New electrophysiological assessments for the early diagnosis of encephalopathy and peripheral neuropathy in chronic uraemia.
Nyckelord
Abstrakt
The clinical manifestations of neuropathy in chronic uraemia are late in occurring. However, at an early stage it is possible to detect damage to either the central or peripheral nervous system by means of modern electrophysiological investigation methods.
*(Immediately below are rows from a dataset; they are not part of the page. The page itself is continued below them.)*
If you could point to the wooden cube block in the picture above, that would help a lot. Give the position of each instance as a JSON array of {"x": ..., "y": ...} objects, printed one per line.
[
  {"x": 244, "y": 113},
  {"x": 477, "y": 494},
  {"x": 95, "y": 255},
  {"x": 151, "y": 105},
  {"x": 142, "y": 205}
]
We examined 29 patients with CRF (plasma creatinine 7.0 +/- 4.0 mg%) on conservative diet. The following electrophysiological tests were carried out at least once: Electroencephalogram (EEG), Electromyogram (EMG), Motor Nerve Conduction Velocity (MNCV), Sensory Nerve Conduction Velocity (SNCV), Visual Evoked Potentials (VEPs) using the pattern reversal transient stimulation method. At the same time the following blood tests were performed: BUN, creatinine, uric acid, glucose, cholesterol, triglycerides, lipid electrophoresis, total protein (electrophoretic method), Na, K, Ca, P, red cells blood count and PTH. MNCV, SNCV and VEPs appeared to slow down early, sometimes even where there were no clinical symptoms. In addition, there is a direct correlation with decreasing renal function. MNCV and SNCV were correlated directly, reciprocally although the compromise of SNCV appeared an earlier phenomenon. The significant direct correlation between MNCV, SNCV and serum PTH suggests that the latter has an important peripheral neurotoxic role. VEP recording permits detection of early abnormalities in the central nervous system with residual renal function values around 40%.